Her young daughter has been plagued by ill health from birth, issues she believes are exacerbated by air pollution.
“Her health is increasingly being threatened with Jakarta’s increasingly dirty air quality,” Khalisah said of her daughter, now aged 10. “We want the government to make rules to ensure citizens have a good environment and air.”

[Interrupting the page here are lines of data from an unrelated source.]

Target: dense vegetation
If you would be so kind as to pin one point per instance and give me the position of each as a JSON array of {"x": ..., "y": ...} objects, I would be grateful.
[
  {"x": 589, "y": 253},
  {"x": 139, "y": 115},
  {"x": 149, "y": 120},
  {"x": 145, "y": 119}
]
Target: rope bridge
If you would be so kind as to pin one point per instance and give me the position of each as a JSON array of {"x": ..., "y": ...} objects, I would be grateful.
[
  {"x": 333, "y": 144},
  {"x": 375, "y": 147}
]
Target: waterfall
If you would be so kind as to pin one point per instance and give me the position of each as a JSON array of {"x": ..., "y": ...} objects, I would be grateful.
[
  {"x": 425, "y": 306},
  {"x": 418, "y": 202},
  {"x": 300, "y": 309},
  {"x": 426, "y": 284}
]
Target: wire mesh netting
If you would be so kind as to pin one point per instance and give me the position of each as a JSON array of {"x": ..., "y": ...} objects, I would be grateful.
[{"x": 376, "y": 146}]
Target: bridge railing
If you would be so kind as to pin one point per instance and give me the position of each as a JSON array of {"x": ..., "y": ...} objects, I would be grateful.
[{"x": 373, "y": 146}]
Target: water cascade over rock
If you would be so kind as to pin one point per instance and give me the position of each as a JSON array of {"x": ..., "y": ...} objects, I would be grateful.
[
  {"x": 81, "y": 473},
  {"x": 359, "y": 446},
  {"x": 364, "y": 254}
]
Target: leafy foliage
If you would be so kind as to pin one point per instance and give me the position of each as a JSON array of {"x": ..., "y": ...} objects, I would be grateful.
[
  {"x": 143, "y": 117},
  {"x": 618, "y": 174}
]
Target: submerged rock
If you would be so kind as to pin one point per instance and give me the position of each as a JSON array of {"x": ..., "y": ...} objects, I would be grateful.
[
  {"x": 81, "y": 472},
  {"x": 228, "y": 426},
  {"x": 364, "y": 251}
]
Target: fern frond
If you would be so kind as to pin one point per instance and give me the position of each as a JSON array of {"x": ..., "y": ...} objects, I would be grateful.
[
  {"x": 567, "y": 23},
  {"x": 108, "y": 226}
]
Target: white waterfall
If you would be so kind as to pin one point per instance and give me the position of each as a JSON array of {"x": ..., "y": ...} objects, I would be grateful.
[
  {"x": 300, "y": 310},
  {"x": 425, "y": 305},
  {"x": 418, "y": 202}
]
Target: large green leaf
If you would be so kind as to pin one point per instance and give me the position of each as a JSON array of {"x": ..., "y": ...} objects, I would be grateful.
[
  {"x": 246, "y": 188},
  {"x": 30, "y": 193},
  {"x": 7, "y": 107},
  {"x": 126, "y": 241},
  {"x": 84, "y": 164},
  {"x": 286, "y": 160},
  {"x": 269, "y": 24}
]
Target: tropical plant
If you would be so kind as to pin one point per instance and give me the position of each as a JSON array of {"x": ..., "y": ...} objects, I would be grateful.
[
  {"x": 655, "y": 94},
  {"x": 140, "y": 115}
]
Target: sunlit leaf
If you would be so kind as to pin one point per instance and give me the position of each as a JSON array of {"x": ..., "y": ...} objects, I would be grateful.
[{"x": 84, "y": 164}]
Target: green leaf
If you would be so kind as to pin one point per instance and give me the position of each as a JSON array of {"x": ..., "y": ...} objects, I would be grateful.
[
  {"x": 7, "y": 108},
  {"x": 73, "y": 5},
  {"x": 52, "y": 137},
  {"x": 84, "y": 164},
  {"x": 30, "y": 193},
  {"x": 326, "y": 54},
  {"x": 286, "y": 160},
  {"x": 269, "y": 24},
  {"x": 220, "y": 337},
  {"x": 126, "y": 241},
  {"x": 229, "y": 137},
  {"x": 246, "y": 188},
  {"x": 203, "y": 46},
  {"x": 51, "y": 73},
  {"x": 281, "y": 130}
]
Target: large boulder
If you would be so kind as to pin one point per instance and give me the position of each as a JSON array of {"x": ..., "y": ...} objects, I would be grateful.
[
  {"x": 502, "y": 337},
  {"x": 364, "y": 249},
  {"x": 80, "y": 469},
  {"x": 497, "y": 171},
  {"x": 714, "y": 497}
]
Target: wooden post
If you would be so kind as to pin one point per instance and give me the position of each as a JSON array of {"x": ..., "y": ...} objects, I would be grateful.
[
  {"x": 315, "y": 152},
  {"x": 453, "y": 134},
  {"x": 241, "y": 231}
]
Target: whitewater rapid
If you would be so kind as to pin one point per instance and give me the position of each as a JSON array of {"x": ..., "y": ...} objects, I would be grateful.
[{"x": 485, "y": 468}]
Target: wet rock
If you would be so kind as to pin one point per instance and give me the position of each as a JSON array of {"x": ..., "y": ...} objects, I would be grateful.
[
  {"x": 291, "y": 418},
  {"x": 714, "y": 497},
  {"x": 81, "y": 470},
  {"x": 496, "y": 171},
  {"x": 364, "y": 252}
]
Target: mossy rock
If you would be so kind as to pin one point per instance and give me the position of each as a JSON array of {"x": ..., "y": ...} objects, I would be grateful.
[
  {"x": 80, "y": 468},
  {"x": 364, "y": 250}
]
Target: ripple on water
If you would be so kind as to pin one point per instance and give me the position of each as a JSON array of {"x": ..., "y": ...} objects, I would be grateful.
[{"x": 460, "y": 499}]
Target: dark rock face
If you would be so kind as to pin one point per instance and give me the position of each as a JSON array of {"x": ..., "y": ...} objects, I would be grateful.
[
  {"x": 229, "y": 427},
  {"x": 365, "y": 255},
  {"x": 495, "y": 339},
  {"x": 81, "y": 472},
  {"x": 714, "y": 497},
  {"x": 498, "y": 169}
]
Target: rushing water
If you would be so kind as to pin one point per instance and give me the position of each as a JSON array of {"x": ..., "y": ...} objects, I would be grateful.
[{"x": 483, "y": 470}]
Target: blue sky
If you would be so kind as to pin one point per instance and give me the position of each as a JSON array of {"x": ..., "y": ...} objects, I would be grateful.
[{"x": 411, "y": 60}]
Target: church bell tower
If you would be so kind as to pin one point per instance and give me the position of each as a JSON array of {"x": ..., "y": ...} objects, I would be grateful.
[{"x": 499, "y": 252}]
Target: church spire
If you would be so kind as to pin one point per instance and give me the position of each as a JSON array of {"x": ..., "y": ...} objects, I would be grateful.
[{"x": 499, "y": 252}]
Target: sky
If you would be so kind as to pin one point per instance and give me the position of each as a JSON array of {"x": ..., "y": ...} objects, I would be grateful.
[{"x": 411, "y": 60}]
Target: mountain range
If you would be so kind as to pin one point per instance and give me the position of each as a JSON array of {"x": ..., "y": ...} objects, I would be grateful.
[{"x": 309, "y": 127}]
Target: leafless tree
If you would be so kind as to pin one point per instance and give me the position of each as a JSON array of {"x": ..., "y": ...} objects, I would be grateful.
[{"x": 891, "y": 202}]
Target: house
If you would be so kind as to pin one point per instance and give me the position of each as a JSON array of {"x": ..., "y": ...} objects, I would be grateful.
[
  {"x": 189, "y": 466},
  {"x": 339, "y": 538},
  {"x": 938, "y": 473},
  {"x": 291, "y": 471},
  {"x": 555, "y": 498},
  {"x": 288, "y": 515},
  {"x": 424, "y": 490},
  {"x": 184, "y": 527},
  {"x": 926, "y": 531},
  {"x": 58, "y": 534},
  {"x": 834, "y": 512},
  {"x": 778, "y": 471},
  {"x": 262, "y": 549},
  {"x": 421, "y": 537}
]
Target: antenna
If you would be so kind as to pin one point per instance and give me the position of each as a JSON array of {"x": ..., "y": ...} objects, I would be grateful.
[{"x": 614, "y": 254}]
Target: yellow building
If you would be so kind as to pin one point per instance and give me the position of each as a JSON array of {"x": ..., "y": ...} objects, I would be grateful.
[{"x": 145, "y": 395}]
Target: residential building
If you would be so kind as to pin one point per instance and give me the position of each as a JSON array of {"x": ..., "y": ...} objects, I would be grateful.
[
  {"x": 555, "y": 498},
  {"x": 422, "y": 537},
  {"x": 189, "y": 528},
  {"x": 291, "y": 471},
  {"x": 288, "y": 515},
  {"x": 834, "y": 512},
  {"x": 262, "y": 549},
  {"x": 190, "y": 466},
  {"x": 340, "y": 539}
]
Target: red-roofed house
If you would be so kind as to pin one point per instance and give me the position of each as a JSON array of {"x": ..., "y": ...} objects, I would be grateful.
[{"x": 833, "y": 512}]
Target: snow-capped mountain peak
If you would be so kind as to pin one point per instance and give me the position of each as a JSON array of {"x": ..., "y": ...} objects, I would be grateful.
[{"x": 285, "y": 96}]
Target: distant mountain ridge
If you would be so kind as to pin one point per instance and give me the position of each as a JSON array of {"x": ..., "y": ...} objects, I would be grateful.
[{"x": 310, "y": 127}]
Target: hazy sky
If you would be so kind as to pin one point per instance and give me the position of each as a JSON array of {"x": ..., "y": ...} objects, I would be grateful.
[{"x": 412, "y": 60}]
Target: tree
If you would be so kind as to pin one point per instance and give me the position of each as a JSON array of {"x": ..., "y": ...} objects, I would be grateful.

The 42-year-old mother is one of 32 plaintiffs in a citizen lawsuit against the Indonesian president, the ministers of health, environment and home affairs, and several regional leaders, demanding that they fix the air pollution problem.
The Central Jakarta District Court had been expected to rule on the 2019 lawsuit yesterday, but Khalisah said that this had been postponed because judges needed more time to consider their ruling.
Of the world’s cities with the worst air pollution last year, the top 148 are in the Asia-Pacific region, data from Swiss air quality technology company IQAir showed.
The plaintiffs’ legal team has said that Indonesian authorities have been environmentally negligent by failing to protect its citizens from the health effects of air pollution.
Scientific research shows that poor air quality can lead to asthma, coronary heart disease, stroke, chronic obstructive pulmonary disease and decreased life expectancy, the team said.
Irvan Pulungan, the Jakarta governor’s special envoy on climate change, said that the city had passed new regulations since the suit was filed, including on installing solar panels in government buildings and encouraging emissions tests.
In 2019, Jakarta announced new curbs on use of private vehicles.
Air quality monitoring PM2.5 (fine particle matter smaller than 2.5 micrometers) by the US embassy in Jakarta in 2019 showed that there were 172 unhealthy days, more than half of the year.
Despite restrictions, Jakarta’s air quality did not significantly improve during the COVID-19 pandemic, with satellite imaging showing power plants in neighboring provinces operating as usual, the Center on Energy and Clean Air (CREA) said in a report in August last year, which analyzed transboundary air pollution in Jakarta and its surrounding areas.
CREA identified 136 registered industrial facilities, including power plants, in high-emitting sectors in Jakarta and within a 100km radius of the city borders.
Coal-fired power plants expose people to toxic particles, some microscopic, such as PM2.5, ozone, and from nitrogen oxides and heavy metals such as mercury, it said.